イベントでは、自らが作詞作曲した「レインボーローズ」「雪恋」、スガシカオさんが作詞作曲した「メロディ」の計3曲を、約2000人(主催者発表)の観客を前に披露。音楽イベントでは観客の録音・撮影は禁じられることが一般的だが、3曲目の静止画撮影が解禁され、イベントの最後には観客向けのフォトセッション(写真撮影)の時間も設けられた。15年秋のNHK連続テレビ小説「あさが来た」の主題歌「365日の紙飛行機」(AKB48)でセンターポジションを務めた山本さんの圧倒的な知名度を背景に、ソーシャルメディアの「拡散力」で山本さんの新たな側面をアピールしたい考えのようだ。

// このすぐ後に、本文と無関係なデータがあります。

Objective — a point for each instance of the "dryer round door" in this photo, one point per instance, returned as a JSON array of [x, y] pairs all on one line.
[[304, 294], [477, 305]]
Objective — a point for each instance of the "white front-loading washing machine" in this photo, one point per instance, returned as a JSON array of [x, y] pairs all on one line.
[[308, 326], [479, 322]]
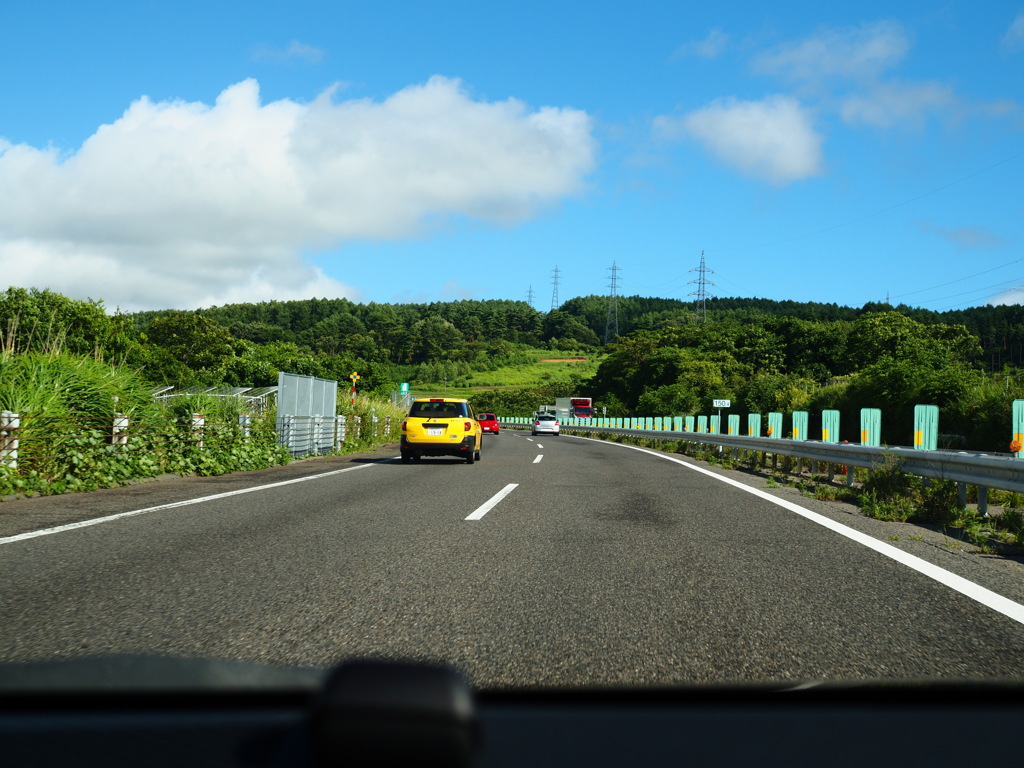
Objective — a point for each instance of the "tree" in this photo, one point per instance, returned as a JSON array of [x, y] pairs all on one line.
[[34, 320], [197, 341]]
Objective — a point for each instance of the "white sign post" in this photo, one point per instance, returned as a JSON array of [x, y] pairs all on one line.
[[720, 404]]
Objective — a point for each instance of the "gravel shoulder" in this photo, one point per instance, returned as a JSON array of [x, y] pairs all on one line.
[[20, 514], [1003, 573]]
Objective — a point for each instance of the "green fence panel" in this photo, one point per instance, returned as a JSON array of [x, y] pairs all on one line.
[[800, 425], [1018, 428], [870, 427], [926, 427]]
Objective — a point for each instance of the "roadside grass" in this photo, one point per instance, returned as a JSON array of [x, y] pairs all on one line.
[[886, 493]]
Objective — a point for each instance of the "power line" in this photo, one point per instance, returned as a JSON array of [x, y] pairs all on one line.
[[958, 280]]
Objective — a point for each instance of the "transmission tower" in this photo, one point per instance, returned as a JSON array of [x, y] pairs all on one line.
[[611, 325], [554, 292], [701, 292]]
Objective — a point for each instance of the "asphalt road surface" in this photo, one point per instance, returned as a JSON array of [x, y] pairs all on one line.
[[554, 561]]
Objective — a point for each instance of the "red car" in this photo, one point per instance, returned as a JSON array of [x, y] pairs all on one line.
[[488, 423]]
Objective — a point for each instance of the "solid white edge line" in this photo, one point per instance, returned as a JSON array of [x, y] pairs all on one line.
[[201, 500], [493, 502], [976, 592]]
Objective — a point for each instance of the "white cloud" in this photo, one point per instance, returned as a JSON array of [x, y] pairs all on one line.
[[711, 47], [772, 139], [858, 53], [966, 238], [294, 50], [889, 104], [1013, 296], [184, 205], [1014, 39]]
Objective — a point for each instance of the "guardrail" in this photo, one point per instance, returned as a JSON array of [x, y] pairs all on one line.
[[983, 470]]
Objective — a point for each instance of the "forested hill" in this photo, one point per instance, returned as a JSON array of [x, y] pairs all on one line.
[[413, 333]]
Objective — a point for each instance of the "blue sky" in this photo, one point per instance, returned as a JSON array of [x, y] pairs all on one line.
[[182, 155]]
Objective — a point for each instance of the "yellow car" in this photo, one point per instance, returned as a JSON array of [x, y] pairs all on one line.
[[440, 426]]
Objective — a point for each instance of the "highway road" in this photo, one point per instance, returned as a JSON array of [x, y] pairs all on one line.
[[554, 561]]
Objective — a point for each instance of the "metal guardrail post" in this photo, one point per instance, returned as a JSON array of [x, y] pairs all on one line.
[[119, 435], [10, 423], [198, 423]]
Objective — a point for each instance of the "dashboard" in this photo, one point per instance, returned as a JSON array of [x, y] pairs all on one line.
[[121, 712]]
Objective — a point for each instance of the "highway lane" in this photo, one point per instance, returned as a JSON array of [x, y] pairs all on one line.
[[602, 565]]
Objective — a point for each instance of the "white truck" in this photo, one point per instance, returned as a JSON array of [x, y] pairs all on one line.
[[573, 408]]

山本さんは10月27日未明放送の「オールナイトニッポン」(ニッポン放送)で、シンガーソングライターという「夢」について、
「物心ついた頃には、何となく思い始めていた。小学校6年生とか」
と話した。だが、NMB48という「アイドル」を卒業してシンガーソングライターに一本化することは、当面は現実的ではないようだ。
10月26日夕方のイベント後の囲み取材で、NMB48を卒業するメンバーが相次いでいることについて、山本さんは
「それぞれNMBに入ってきたときと同じように、自分の夢を追いかけて卒業していくメンバーたちなので、そこは同じメンバーとして背中を押したい。残っているメンバーのためにも、今私がやっている活動が希望になればいい」
などとして、自らのソロ活動がNMB48の現役メンバーにとってロールモデルになり得るとの考えだ。

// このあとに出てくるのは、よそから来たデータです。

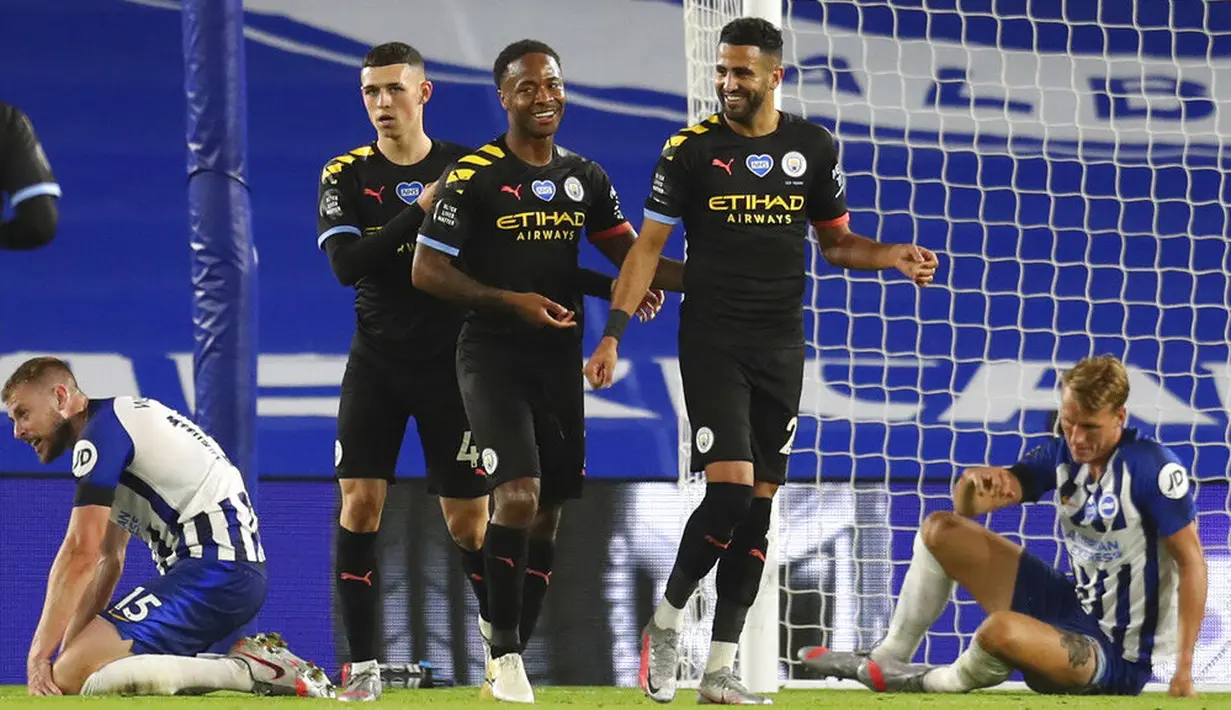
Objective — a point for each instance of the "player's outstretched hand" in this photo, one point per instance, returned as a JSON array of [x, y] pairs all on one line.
[[601, 367], [542, 311], [650, 305], [40, 679], [426, 198], [995, 484], [1182, 686], [917, 263]]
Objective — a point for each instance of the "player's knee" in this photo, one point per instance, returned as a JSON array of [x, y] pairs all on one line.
[[69, 677], [516, 502], [468, 528], [998, 634], [938, 528], [362, 506], [547, 522], [728, 502]]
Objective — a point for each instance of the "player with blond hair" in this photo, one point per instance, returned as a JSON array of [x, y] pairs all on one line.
[[1129, 522]]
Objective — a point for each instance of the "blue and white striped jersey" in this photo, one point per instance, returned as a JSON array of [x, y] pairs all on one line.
[[166, 481], [1113, 529]]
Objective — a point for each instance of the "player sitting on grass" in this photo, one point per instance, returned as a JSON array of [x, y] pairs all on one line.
[[145, 470], [1128, 517]]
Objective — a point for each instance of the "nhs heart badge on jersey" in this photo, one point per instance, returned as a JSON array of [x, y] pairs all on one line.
[[758, 165], [410, 191], [543, 188], [1108, 505]]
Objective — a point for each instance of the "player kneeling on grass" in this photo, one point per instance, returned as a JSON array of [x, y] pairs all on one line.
[[147, 470], [1128, 517]]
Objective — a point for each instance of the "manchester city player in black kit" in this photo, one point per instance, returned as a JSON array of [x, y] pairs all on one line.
[[26, 177], [372, 202], [746, 183], [512, 213]]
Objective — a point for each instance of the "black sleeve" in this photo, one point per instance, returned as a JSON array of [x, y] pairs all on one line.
[[33, 225], [670, 187], [352, 257], [26, 176], [92, 495], [447, 228], [595, 283], [826, 199], [603, 218], [25, 171]]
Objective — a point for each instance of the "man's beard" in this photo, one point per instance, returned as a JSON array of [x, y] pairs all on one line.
[[59, 441], [752, 102]]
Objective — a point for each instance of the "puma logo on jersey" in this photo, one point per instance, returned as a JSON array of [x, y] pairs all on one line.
[[364, 578]]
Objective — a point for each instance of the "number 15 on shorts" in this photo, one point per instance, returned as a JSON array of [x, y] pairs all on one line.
[[136, 607]]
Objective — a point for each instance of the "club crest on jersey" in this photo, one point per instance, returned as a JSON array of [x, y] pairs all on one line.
[[758, 165], [543, 188], [573, 188], [1090, 511], [410, 191], [1108, 505], [704, 439], [794, 164]]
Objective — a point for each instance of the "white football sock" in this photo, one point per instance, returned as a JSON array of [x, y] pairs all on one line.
[[168, 676], [974, 670], [721, 655], [926, 591], [667, 617]]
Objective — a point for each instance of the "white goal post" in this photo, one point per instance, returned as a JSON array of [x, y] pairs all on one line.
[[1070, 171]]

「あんまりそういうこと言うとね、ファンの人がね、ザワついちゃうんで...」
自らの卒業については「まだ考えられないかなー、っていう状況です」。囲み取材は観客が見守るステージ上で行われたこともあって、
「何かまだやり残す(やり残した)ことが?」
との質問には恐る恐る観客席を見ながら
「ちょっとね、あんまりそういうこと言うとね、ファンの人がね、ザワついちゃうんで...まだ大丈夫」
と言葉を濁した。記者が「(NMB48のファンにとって)うれしい発言ですね」と念を押すと、山本さんから返ってきたのは
「...と、今は言っておきます」
と、そう遠くない卒業発表に含みを残す発言で、観客からは
「えーっ!」
という声があがっていた。
山本さんの「1強」を象徴するのが、8月26日にNMB48が神戸市内で「いつまで山本彩に頼るのか?」と題して開いたコンサートだ。山本さんは出演せず、それでもチケットが完売すれば山本さん以外のメンバーが新曲のセンターポジションを担うという趣向だったが、チケットは221枚を残して完売せず。センターは山本さんに決まった。
山本さんは9月中旬には
「私の考える事は間違ってるのかな。NMBというグループが好きだしメンバーが好きだよ。私は。輝いて欲しいよ、みんなに」
とツイートし、後に削除。AKB48グループの主要メンバーが集められる楽曲に、自分以外のNMB48メンバーがほとんど参加できない現状に対する複雑な思いを吐露した、との見方が広がった。
今回の囲み取材では、アイドルからの路線変更に関する質問も出た。
「NMBから今回はシンガーソングライターと、音楽の形が変わってきている。今、一番やりたいことにたどり着いたという実感はあるか」
という内容で、山本さんは
「ずっとロックが好きだと思っていたところもあったんですけど、アイドルというものになってみて、今まであまり触れてこなかった楽曲に触れたりとか...。今回のアルバムでも、自分で生んだ曲以外にも触れて、もっといろんな音楽をやってみたいという好奇心の方が今は強い。型にはまらず、いろんな曲を書いていけたらいい」
と応じていた。NMB48の現状を念頭に、既存のアイドル路線にも一定の配慮を見せた可能性もある。